I’m working towards a concert right now. It will soon be evident to me and everyone else listening if my hours were used wisely or not. I have exactly two weeks to get more comfortable with the 23 songs I have planned for a recital. There is no one making me do this, no college credit or big career step. I decided to put myself through this all by myself, so I can only blame me if I forget the words, miss a beat, sing way off pitch, or stumble (and there are so many ways I can). But it’s a project I’ve wanted to do for a long time, and only now do I feel I have some of the tools to do it. I’ll be working at it every day, and doing the very best I can on September 18.

Sunday, June 06, 2004

The Beginning

Good evening. After reading about the blog explosion - and how boring they are, and that no one reads them - I decided it was the right time for me to put me thoughts out there for no one to look at. Actually, I want a place and reason to write for pleasure, which I haven't spent enough time doing. Hopefully knowing that I might, just might, have an audience looking for posts will inspire me to sit down and write something, right? I'm also trying to discipline myself to have more discipline.

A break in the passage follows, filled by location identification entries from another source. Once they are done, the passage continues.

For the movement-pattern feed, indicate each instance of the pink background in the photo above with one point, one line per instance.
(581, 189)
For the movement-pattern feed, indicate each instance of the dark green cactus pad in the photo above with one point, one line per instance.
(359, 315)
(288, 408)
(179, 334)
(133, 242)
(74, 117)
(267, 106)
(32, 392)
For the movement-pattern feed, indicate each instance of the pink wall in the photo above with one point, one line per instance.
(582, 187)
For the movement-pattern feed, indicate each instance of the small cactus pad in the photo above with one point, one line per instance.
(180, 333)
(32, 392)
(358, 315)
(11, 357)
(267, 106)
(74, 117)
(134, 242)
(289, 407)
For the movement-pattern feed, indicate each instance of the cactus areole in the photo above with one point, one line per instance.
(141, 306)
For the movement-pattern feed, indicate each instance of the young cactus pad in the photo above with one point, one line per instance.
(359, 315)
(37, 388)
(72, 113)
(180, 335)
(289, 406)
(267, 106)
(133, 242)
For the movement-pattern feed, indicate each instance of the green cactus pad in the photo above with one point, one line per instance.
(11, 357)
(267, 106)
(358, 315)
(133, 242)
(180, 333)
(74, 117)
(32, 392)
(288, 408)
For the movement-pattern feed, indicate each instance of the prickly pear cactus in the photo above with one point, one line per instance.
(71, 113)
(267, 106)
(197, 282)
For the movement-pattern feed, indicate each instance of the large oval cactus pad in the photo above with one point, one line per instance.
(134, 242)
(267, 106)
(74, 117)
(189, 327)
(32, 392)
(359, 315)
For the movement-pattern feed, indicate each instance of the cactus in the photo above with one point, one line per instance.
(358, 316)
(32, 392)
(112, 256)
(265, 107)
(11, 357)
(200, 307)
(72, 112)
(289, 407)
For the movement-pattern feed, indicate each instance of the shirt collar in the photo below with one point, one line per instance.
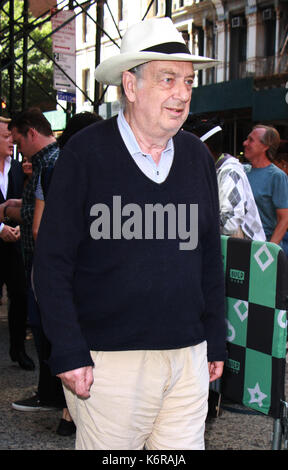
(45, 151)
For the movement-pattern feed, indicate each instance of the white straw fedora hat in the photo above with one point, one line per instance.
(152, 39)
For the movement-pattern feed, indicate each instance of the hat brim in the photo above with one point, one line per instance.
(110, 70)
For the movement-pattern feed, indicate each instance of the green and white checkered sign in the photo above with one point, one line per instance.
(256, 311)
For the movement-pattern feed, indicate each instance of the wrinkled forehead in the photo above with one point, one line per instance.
(186, 68)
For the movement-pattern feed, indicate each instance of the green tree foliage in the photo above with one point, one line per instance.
(40, 90)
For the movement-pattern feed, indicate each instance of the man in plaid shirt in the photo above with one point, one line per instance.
(33, 135)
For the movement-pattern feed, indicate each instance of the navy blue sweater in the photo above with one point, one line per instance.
(105, 278)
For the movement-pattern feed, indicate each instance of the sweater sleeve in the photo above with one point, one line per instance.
(213, 278)
(61, 230)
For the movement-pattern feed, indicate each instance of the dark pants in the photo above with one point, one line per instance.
(50, 389)
(12, 274)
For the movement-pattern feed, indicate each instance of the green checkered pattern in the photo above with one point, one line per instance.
(256, 310)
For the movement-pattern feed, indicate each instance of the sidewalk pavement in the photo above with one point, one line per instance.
(240, 429)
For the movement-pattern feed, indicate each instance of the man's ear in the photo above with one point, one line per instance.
(129, 85)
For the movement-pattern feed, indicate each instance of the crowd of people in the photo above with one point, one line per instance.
(129, 321)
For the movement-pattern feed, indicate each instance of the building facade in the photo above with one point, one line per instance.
(248, 37)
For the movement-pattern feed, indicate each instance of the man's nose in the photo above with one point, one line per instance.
(183, 91)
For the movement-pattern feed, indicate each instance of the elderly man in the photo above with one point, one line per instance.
(128, 268)
(269, 184)
(11, 263)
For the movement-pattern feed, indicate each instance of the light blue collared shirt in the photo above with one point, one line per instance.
(156, 172)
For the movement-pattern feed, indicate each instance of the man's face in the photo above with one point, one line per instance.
(253, 147)
(162, 97)
(23, 143)
(6, 141)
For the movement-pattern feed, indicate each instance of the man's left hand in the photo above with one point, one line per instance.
(215, 370)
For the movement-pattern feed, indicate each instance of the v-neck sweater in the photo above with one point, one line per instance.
(111, 287)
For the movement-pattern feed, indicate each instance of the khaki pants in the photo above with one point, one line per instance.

Why a singer's journal? Well, that's where the discipline comes in. For several years now I've been studying voice with the intent of eventually earning part of my living from music, classical music. I can't tell you how many people I've met who consider this to be a colossal waste of time and money. I can see it that way too, and many times I wish I had fallen in love with investment banking, or law, or anything more practical. But here I am. Working to pay for rent and voice lessons, eking out a decent hour of practice after work and weekends, and slowly beginning to perform. But I wouldn't trade this first hand experience of music for the world. The problems that arise include traits I feel I've inherited: a proclivity to laziness, reckless feelings of self-doubt, and a lack of ambition. I'm just at the start of this journey, and I've yet to even imagine where it will take me.

In this blog I plan to discuss my vocal progress and experiences, as well as share some fiction, which I'll hopefully be motivated to produce.

So that's enough for tonight. I should be off to bed and up early for a productive day, musically and otherwise.